My lab studies oncogenic factors and pathways that drive disease progression and therapeutic resistance in colorectal cancer (CRC). We particularly focus on understanding the mechanistic basis of redundancy and crosstalk among oncoprotein-activated signaling pathways and how the functional crosstalk among these pathways promotes cancer progression and alters the therapeutic response to CRC. Through molecular analysis of mRNA translation states, our work establishes dysregulation of cap-dependent translation downstream of mTOR at the level of 4E-BP1/eIF4E, as a key to tumor formation, metastasis and resistance to upstream kinase-targeted therapies. Specifically, we identify 4E-BP1 as a critical node that integrates the oncogenic effects of the PI3K/AKT and RAS/RAF/MEK/ERK pathways in CRC progression.
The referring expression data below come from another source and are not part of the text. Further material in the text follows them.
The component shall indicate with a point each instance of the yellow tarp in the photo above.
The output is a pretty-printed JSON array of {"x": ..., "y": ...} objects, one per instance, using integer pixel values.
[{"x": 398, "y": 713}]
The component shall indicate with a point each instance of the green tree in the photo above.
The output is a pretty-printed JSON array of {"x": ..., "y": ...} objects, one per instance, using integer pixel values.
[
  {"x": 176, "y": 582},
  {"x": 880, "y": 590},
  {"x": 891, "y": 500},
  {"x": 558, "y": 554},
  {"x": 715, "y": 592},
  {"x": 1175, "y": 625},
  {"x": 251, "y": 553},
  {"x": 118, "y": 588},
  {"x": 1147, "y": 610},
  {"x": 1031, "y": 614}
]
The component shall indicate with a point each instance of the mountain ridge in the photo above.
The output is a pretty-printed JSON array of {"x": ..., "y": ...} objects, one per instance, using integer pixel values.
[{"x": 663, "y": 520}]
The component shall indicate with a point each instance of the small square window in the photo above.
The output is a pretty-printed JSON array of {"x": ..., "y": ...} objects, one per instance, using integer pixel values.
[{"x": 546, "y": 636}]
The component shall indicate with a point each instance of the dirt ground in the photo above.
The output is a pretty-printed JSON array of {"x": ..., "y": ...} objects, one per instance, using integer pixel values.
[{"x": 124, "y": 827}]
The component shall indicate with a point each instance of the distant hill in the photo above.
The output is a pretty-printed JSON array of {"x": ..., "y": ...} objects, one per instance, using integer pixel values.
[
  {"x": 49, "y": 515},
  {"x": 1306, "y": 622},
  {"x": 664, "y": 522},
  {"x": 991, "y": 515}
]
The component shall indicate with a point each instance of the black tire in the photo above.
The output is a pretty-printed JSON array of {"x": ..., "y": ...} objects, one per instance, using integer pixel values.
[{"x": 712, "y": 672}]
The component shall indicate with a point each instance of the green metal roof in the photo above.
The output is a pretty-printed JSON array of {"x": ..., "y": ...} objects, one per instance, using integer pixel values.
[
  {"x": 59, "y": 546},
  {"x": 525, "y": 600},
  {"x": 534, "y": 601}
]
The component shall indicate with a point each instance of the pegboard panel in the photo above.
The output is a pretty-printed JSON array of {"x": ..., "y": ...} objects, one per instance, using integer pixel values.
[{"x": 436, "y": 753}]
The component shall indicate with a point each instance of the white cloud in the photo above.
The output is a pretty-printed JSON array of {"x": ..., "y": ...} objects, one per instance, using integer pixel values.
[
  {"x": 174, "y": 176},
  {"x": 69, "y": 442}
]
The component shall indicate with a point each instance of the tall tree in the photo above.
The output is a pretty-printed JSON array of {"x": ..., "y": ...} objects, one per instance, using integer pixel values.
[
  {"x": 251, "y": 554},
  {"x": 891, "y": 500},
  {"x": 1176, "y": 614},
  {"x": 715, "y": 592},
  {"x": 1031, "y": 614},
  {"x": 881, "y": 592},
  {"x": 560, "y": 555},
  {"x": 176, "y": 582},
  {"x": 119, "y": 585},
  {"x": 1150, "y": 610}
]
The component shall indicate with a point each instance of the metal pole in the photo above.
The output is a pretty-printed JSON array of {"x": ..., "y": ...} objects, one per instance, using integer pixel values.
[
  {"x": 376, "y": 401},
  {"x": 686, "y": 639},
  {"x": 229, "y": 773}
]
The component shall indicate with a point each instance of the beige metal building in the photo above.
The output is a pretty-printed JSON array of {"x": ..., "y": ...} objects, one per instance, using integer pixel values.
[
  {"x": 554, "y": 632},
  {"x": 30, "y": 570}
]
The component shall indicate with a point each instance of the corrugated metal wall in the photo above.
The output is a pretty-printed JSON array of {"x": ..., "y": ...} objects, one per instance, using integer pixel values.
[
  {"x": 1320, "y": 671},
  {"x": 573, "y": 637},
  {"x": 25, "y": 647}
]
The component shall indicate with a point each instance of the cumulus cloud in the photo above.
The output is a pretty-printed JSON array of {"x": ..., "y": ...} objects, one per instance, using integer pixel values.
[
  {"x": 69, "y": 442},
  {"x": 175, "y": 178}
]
We employ a combination of molecular, cellular, biochemical, genetic, pharmacologic, imaging, bioinformatic, animal and clinical association approaches to decipher the transcriptional and post-transcriptional mechanisms controlling gene expression and pathways important for the malignant transformation and metastatic progression of CRC, with the ultimate goal of developing novel biomarkers and therapies for improving the diagnosis and treatment of this disease. In addition, we are interested in developing natural product-based small molecular inhibitors for targeting translational control of CRC and potentially other major cancers.